EMC Best Practices: Part I
Astrodyne TDI
This application note from Astrodyne TDI, authored by Field Applications Engineer David Bourner, serves as the first part of a two-part series on EMC best practices for hardware designers. Rather than jumping straight to design rules, it builds understanding from the ground up by explaining the physical mechanisms behind electromagnetic interference. The document argues that circuit schematics are useful abstractions but fundamentally incomplete representations of real-world electrical behavior, and that effective EMC design requires designers to think beyond the schematic and account for the actual physical properties of conductors, traces, and component arrangements. It traces the history of EMC from its military origins in 1960s US defense programs to its current status as a legally binding requirement across commercial and industrial sectors.
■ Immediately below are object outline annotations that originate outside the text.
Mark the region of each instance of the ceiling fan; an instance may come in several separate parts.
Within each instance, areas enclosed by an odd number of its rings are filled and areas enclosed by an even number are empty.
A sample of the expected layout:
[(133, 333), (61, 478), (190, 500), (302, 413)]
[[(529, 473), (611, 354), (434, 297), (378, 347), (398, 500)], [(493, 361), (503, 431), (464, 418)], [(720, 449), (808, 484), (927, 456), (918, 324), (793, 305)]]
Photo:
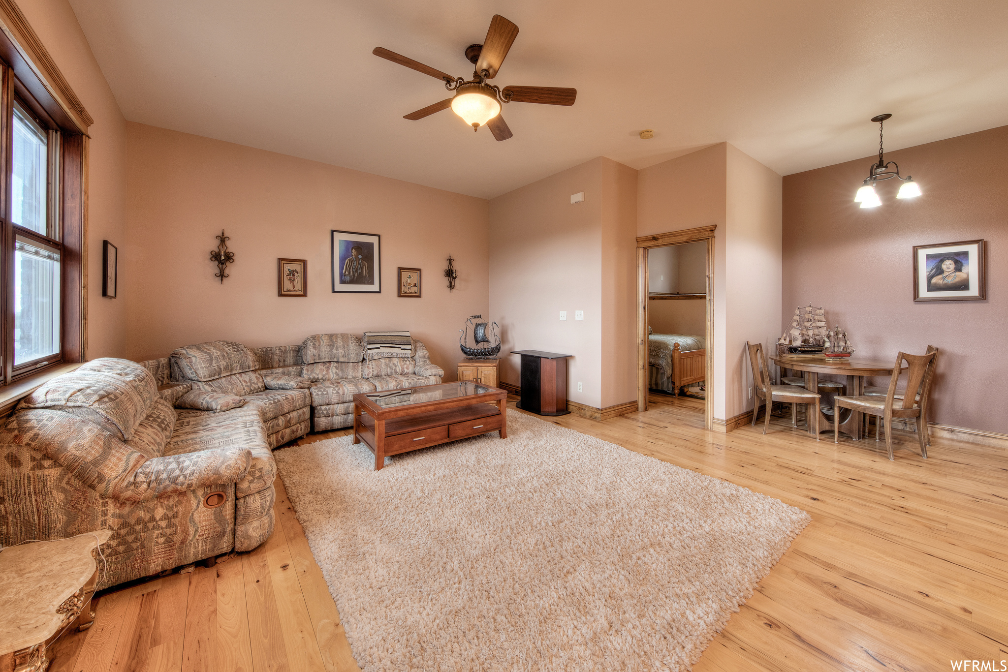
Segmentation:
[(507, 103), (540, 103), (543, 105), (574, 105), (578, 97), (577, 89), (561, 89), (557, 87), (499, 87), (487, 84), (487, 80), (497, 77), (497, 71), (504, 62), (511, 43), (518, 36), (518, 26), (508, 21), (500, 14), (494, 14), (490, 20), (490, 29), (483, 44), (470, 44), (466, 48), (466, 58), (476, 65), (473, 79), (466, 81), (461, 77), (452, 77), (439, 70), (399, 55), (394, 51), (377, 46), (372, 51), (376, 56), (387, 58), (394, 63), (412, 68), (418, 73), (429, 75), (436, 80), (445, 81), (445, 88), (454, 91), (455, 96), (446, 98), (439, 103), (428, 105), (422, 110), (411, 112), (403, 117), (416, 121), (428, 117), (435, 112), (452, 108), (452, 111), (462, 117), (475, 132), (480, 126), (489, 126), (490, 132), (500, 140), (511, 137), (511, 129), (507, 127), (501, 116), (501, 104)]

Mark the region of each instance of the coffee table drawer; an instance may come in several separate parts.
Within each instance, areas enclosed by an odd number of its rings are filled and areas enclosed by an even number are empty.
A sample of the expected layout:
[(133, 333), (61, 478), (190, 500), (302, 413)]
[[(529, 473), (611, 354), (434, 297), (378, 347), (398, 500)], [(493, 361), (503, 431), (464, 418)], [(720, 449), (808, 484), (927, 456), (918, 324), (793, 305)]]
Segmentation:
[[(479, 424), (479, 423), (473, 423)], [(411, 431), (408, 434), (397, 434), (385, 437), (385, 454), (390, 455), (413, 448), (422, 448), (425, 445), (444, 441), (448, 438), (448, 427), (431, 427), (421, 431)]]
[(476, 436), (477, 434), (483, 434), (500, 428), (501, 416), (491, 415), (490, 417), (480, 418), (478, 420), (456, 422), (453, 425), (449, 425), (448, 435), (449, 438), (462, 438), (463, 436)]

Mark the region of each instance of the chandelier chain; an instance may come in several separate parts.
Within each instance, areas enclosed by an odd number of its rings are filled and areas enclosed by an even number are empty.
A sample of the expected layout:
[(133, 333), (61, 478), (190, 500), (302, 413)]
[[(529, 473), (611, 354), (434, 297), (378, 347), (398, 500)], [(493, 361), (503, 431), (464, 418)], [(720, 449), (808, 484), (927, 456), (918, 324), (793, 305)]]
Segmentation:
[(879, 122), (879, 165), (882, 165), (882, 124), (883, 121)]

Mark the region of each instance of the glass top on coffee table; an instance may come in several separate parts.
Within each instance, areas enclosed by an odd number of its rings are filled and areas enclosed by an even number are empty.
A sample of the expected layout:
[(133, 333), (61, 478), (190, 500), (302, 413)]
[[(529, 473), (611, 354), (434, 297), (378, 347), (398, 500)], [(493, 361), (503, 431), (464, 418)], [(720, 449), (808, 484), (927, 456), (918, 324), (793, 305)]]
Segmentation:
[(381, 392), (368, 392), (364, 396), (372, 403), (383, 408), (392, 406), (408, 406), (410, 404), (422, 404), (428, 401), (440, 401), (445, 399), (460, 399), (462, 397), (474, 397), (478, 394), (495, 392), (494, 388), (486, 385), (479, 385), (472, 381), (461, 381), (456, 383), (440, 383), (439, 385), (426, 385), (424, 387), (414, 387), (408, 390), (382, 390)]

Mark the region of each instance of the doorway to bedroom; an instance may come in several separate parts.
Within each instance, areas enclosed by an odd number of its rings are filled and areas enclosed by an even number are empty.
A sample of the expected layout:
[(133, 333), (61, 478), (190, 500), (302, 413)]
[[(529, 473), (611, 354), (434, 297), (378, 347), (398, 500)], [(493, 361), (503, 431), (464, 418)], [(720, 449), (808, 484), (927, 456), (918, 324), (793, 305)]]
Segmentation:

The core of the document walks through a progressive series of five design themes grounded in electromagnetics: that real components have parasitic properties beyond their intended function; that physical layout must be mapped to schematic to enable EMC mitigation; that signal frequency determines how current distributes within conductors; that conductors couple inductively with neighboring circuits even without physical connection; and that every signal or power trace requires a continuous, closely routed return path to minimize loop area and prevent unintended RF radiation or susceptibility. The underlying phenomena explored include DC and AC magnetic and electric fields, skin effect, and the reverse proximity effect in paired conductors and PCB ground planes. Part II, referenced but not included here, will address practical implementation strategies at the board, system, and enclosure levels.